The migratory routes that these migrants typically take are not entirely random but are influenced by historical and colonial ties between countries that facilitate migration and buffer against negative influences [28]. However, some have argued that as a result of globalization, these ties are loosening as destination countries become more utilitarian in encouraging migration primarily on the basis of economic requirements [7, 41]. This has shifted attention to the influence of more complex global care chains that include, for example, networks of colleagues already abroad [9, 20, 28]. Migration is often facilitated by mutually beneficial cross-border exchanges between neighbouring countries. This helps to overcome cultural and institutional differences, such as language differences or difficulties harmonizing titles and degrees [14, 42]. Nurse migration has been described as a ‘carousel’ rather than a simple south to north flow, including movement from the public to the private sector, from rural to urban locations and between multiple transnational destinations [43].
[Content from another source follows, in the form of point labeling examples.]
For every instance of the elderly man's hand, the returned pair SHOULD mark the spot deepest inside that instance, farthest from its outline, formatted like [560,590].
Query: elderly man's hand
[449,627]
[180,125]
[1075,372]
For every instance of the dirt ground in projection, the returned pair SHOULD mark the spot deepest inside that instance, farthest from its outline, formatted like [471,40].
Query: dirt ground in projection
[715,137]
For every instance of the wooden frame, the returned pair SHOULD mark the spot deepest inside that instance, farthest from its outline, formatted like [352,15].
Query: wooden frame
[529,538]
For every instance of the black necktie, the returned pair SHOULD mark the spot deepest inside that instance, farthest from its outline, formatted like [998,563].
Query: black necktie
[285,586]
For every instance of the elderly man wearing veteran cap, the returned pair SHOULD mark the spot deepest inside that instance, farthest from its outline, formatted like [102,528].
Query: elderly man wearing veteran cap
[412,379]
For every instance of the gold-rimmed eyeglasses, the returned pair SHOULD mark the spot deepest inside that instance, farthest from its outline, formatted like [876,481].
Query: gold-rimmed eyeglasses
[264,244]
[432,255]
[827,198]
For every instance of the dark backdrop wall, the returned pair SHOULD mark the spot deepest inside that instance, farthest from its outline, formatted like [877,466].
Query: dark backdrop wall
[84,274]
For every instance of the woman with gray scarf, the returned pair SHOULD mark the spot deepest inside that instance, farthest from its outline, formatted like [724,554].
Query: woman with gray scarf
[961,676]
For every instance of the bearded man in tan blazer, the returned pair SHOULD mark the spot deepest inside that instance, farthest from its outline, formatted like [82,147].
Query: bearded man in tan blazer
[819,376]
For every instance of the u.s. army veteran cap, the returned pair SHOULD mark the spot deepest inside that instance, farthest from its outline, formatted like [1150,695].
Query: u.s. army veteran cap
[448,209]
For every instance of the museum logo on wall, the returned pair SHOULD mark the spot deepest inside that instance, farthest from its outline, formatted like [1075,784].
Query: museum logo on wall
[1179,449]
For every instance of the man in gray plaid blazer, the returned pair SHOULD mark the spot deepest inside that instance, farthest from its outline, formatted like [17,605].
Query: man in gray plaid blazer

Research questions and hypotheses

Based on the above review of factors that may influence successful migration, three main research questions were defined:

RQ1: What are the migration patterns of health workers? Here, we identified whether migration patterns are predominantly shaped by:
  1. a.

    Similar languages in the source and destination countries;

     
  2. b.

    Source and destination countries bordering each other; and/or

     
  3. c.

    Source and destination countries having a previous colonial relationship.

     
RQ2: What are the personal and occupational drivers of migration of health workers? Here, we explored:
  1. a.

    Whether the most qualified health workers migrate, by comparing the personal characteristics of out-migrated health workers with those of health workers in their respective source countries; and

     
  2. b.

    Whether migration pays off in terms of wages, working hours, and life and job satisfaction, by comparing the characteristics of out-migrated health workers with those of health workers in their respective source countries.

     
RQ3: Are foreign-born migrant health workers discriminated against in their destination countries? Here, we investigated:
  1. a.

    Whether these migrants suffer downward mobility, by exploring whether they end up in lower paid healthcare occupations even when they have the same qualifications as native health workers;

     
  2. b.

    Whether these migrants suffer pay discrimination, by exploring whether they receive lower wages or have longer working hours than native health workers in the same healthcare occupations; and

     
  3. c.

    Whether these migrants report an overall lower level of work and life satisfaction than native health workers.

     

Methods

Data

The WageIndicator web survey is posted continuously on national WageIndicator websites (www.wageindicator.org). The first WageIndicator website was launched in the Netherlands in 2001. Today, it is operational in 85 countries and receives millions of visitors (25 million in 2014). The websites provide job-related content, information on labour laws and minimum wages, wages of celebrities and a free ‘salary check’ (i.e. average wages based on the web survey). In reciprocation for this free information, web visitors are asked to complete a questionnaire and are encouraged to do so by being offered the chance to win a lottery. The questionnaire is posted continuously on the national websites and uses the same survey questions across countries. The questionnaire is in the national language(s), adapted to the specific country, and covers a wide range of work- and wage-related subjects as well as socio-demographics. The number of respondents in each country depends on the number of web visitors and thus varies substantially across countries.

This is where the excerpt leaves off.